Nawar Bulbul: a Syrian Artist in Exile
Nawar Bulbul is an actor and theater director living in Aix-en-Provence (France). He was born in 1973 in Homs, Syria. Nawar’s father was a communist creating theater performances for the working people. His mother, a deep believer and religious person (1). Nawar’s vision was strongly influenced by his father’s work, and was one of the reasons why he decided to commit himself to the theater. A passion that brought him to enter the Dramatic Arts Institute of Damascus, where he graduated in 1998.
Lately, touched by the authoritarian government of Bashar Al-Assad and the political instability of the country, Nawar started to engage in the anti-regime demonstrations that were taking place in 2011. His critical vision and desire for freedom were too dangerous for staying in Syria. For this reason, he decided to quit his country to throw off his chains and develop his artistic career without threat.

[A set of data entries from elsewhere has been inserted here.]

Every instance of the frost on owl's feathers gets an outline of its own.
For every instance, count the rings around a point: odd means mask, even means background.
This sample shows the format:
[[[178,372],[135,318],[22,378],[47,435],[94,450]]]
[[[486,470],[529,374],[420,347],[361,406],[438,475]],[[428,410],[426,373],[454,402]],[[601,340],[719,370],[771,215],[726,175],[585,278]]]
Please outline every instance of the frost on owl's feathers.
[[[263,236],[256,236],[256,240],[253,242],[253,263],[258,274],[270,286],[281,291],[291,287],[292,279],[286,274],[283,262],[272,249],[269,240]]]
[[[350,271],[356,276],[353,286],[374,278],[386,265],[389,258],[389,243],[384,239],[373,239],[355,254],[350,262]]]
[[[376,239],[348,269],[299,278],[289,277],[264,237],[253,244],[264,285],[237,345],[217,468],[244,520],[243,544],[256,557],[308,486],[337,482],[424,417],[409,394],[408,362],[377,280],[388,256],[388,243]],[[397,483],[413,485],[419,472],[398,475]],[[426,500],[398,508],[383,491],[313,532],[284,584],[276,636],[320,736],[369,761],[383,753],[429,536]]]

Nawar Bulbul in his play Égalité (202 1)
“My limit is the sky”
“There is some kind of nostalgia”, Nawar says. When he remembers his years in Syria and reflects about his current situation in France, Nawar affirms that he can’t forget his friends and family there. He points out that he graduated there, and had lots of memories which he had to leave. “Suddenly, you have to leave everything. Every memory there”.

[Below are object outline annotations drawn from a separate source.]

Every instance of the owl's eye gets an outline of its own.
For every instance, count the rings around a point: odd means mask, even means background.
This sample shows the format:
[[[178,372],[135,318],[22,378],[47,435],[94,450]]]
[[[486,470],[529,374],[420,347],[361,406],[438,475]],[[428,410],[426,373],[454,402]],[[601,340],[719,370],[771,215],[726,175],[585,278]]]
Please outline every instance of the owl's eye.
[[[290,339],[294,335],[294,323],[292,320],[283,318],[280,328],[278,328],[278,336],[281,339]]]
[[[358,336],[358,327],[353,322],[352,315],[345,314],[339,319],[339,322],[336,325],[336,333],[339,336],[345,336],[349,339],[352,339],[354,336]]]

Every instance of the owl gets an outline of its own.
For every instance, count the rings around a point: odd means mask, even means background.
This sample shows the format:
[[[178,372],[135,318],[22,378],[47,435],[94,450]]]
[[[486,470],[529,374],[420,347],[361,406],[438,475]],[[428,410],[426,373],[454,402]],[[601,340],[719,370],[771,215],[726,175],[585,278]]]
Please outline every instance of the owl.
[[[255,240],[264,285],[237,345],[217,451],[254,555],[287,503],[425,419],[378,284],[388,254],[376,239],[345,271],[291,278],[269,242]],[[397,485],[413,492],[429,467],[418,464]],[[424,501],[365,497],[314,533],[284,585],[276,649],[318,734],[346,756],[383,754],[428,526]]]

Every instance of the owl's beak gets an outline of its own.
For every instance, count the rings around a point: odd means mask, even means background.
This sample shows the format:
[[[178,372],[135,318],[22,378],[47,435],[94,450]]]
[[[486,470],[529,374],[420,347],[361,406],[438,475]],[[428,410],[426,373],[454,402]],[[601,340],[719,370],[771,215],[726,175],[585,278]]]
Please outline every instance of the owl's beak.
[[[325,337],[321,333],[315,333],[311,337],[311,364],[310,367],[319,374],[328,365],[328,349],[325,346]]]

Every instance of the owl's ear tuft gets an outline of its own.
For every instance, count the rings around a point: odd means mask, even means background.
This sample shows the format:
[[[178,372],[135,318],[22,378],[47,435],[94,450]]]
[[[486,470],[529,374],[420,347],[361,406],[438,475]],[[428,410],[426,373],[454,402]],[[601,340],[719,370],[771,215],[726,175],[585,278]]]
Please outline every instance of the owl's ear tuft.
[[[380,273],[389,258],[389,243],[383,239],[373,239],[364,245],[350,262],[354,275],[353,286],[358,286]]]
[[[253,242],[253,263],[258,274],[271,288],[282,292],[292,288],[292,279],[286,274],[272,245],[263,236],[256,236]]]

However, Nawar considers himself a French man now. “I’m free”, he says, and he notes that in France, he can do what he wants with his work. “Here, my limit is the sky. Nobody can say what we can’t do”, he states. But Nawar also mentions the censorship that still remains inside his head: something abstract that stops him from being completely free. He describes it as something like police, religion and dictatorship. Something implanted in his head which he tries to kill. “This is my battle”, he states.
Nawar says that theater is like medicine. He feels so passionate about it and doesn’t feel like working. “When I’m doing theater, I feel in vacation”. Of course, he needs to make a living and bring money for his family. But he affirms that it doesn’t feel like a job for him. He is so happy on the stage and everywhere in the theater, that he doesn’t get tired. “This is my motivation, my happiness. This is my life”.
Nawar Bulbul developing Shakespeare in Zaatari (2014) with Syrian refugees
Nawar Bulbul has a big CV: he has worked as an actor and director in several films, tv shows and theater plays since 1998, where he debuted as a professional with the Dramatic Art Institute of Damascus. His work has also been published in several journals and recognised media, such as Arte, The Guardian, Le Monde and even The New York Times.
The most recent theater plays of the Syrian director that have received press coverage are Shakespeare in Zaatari (2014), a play with children set in the Syrian refugee camp “Zaatari”; Romeo and Juliet: between siege and refuge (2015), a work done with children separated by war (from Jordan and Syria) which were reunited via Skype for their final performance; and Love Boat (2016) a tragicomedy with adult Syrian refugees touched by war and living in Jordan.
Nawar Bulbul’s Love Boat (2016)
Nawar affirms that “the three biggest taboos in the Arab society are: religion, sex and politics”. He has been trying to fight against these taboos through his works, and that’s one of the reasons why he feels good in France. “In Europe, when they separated the Church form the State, they started to see the future”. Nawar talks about the corruption and the control of Arab governments, and affirms that they are doing this to control the people.
The great thing about theater, Nawar says, is its authenticity. The fact that you can do, modify and perform whatever you want. “You’re with me and I’m with you. This is the life”. The difference with other media and arts is that you don’t have to follow a paper and repeat it. “Can I change? No, no, no. This is my text. This is my Bible”, a cinema or tv director would say. In the theater, instead, you have plenty of “shining moments”.
“The culture is food for humanity”
After more than 25 years dedicating his life to theater, Nawar Bulbul stays motivated, passionate and optimistic. If he had to go back in time and choose a profession, he would select theater again. “Of course, one more time. And second, and third, and fourth time”. Even if he is working alone most of the time, he receives the visits of some French friends that come to his house to watch his rehearsals, give advice and ideas.
For Nawar, theater is something that feeds your soul. “The culture is food for humanity”. And he states that he’s doing theater not only for Syrians, but for all the people. At the end of the interview, I asked him about his biggest dream. “My hope is to be able to come back to Syria”, that the government of Bashar Al-Assad finally falls, and he can find the peace in his country.